Conversion of IPCC documents into semantic form
- to convert the IPCC documents from PDF into (a) HTML (b) XML
- extract terms and exploire their use and meaning
- link terms to Wikidata and create AMI-dictionaries
- create new structiures for navigation, search, display
Initially we will start with AR6 WGIII but move onto other WG's and perhaps look backwards as well.

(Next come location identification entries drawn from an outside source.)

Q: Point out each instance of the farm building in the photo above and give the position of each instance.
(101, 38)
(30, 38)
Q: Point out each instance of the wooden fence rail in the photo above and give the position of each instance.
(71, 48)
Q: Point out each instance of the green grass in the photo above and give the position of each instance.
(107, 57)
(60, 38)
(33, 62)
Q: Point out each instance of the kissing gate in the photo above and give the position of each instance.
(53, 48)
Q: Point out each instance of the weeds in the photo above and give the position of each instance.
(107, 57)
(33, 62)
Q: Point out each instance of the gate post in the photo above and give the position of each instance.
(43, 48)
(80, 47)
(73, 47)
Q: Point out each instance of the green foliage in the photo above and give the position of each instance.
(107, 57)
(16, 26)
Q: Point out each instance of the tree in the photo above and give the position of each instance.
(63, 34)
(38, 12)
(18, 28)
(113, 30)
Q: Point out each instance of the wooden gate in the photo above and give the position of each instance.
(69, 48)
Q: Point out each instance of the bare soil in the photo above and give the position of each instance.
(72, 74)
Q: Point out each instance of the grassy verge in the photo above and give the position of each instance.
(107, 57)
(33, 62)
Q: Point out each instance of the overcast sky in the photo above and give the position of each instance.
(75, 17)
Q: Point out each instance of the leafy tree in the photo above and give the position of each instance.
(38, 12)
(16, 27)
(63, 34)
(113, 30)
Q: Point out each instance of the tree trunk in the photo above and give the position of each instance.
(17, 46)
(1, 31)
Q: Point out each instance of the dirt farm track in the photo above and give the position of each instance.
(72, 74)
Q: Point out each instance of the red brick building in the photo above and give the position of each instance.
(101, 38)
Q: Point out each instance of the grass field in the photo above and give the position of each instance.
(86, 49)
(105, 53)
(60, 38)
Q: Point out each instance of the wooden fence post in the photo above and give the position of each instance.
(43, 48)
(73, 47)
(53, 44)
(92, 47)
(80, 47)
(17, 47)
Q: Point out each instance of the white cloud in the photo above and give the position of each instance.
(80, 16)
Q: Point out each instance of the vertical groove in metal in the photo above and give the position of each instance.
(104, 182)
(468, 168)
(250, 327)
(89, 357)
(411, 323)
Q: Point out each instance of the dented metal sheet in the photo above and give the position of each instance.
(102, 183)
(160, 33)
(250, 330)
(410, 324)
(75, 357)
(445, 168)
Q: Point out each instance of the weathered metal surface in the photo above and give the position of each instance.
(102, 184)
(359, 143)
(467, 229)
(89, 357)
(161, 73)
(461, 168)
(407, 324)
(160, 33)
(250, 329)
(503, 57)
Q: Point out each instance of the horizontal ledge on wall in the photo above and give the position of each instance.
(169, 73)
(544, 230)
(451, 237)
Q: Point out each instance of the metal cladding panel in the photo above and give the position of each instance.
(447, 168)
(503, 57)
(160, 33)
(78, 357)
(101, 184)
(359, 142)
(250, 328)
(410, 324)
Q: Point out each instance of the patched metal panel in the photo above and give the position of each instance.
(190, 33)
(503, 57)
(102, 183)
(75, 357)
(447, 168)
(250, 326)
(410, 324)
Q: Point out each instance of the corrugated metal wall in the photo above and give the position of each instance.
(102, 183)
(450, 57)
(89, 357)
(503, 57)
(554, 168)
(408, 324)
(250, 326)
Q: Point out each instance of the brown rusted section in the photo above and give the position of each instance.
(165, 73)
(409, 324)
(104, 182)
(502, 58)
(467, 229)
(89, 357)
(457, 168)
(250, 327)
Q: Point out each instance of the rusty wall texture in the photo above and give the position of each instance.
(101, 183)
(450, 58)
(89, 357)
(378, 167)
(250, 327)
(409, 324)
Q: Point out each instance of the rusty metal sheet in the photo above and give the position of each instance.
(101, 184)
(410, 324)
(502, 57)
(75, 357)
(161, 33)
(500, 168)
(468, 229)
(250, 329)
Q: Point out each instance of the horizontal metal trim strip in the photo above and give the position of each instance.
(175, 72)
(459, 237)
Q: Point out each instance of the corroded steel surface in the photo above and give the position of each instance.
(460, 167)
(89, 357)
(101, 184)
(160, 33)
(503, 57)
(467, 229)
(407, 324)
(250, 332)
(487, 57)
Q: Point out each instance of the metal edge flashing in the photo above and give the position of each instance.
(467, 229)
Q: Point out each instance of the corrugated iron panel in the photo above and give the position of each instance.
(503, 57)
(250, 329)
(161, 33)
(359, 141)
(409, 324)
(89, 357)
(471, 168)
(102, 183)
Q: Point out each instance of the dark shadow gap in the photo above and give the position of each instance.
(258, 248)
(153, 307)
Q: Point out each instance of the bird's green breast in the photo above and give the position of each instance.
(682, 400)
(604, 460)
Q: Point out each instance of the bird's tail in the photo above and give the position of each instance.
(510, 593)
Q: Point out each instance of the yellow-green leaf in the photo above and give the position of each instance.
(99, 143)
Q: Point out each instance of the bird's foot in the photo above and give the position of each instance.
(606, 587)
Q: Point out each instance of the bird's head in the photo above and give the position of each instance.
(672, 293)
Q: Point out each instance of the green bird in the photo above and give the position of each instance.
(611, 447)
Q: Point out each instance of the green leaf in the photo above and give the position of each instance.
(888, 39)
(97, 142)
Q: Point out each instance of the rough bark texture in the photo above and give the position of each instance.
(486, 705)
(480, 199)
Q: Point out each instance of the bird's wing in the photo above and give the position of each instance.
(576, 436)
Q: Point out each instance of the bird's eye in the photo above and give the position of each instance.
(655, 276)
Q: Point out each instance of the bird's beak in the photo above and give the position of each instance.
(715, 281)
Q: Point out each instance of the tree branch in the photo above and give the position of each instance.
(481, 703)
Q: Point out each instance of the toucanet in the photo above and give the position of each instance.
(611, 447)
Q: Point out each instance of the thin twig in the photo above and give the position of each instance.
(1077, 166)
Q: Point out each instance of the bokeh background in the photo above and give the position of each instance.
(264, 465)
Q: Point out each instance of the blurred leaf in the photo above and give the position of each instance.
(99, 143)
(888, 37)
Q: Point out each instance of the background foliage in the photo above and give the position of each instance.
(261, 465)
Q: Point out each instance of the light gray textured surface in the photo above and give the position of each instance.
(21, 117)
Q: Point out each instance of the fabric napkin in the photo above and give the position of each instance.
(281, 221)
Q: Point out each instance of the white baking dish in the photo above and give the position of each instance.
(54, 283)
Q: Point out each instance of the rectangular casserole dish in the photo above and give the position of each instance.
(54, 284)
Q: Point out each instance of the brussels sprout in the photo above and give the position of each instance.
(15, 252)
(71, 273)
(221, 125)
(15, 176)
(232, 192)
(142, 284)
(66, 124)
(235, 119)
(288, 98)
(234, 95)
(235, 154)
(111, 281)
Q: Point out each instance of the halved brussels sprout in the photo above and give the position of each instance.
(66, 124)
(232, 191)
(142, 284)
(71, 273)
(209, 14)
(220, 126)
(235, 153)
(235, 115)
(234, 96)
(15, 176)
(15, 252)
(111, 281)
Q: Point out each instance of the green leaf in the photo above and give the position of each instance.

- Create a directory ("CProject") with all current PDFs (Chapters, etc.) Location: https://github.com/petermr/semanticClimate/ipcc
Download components, using a hierarchical naming scheme, and convert to text (pdf2txt
)
semanticClimate pm286$ cd ipcc/ar6/wg3/
$ ls
Chapter01.pdf
$ mkdir Chapter01
$ cp Chapter01.pdf Chapter01/fulltext.pdf
$ cd Chapter01
$ pdf2txt.py -o fulltext.txt fulltext.pdf
$ ls
fulltext.pdf fulltext.txt
If you do not get fulltext.txt
after running the ls
command then, install pdfminer.six
and execute the following commads in the Command Prompt:
cd pdfminer.six
python tools/pdf2txt.py "Copy path.pdf" -o "Copy path.txt"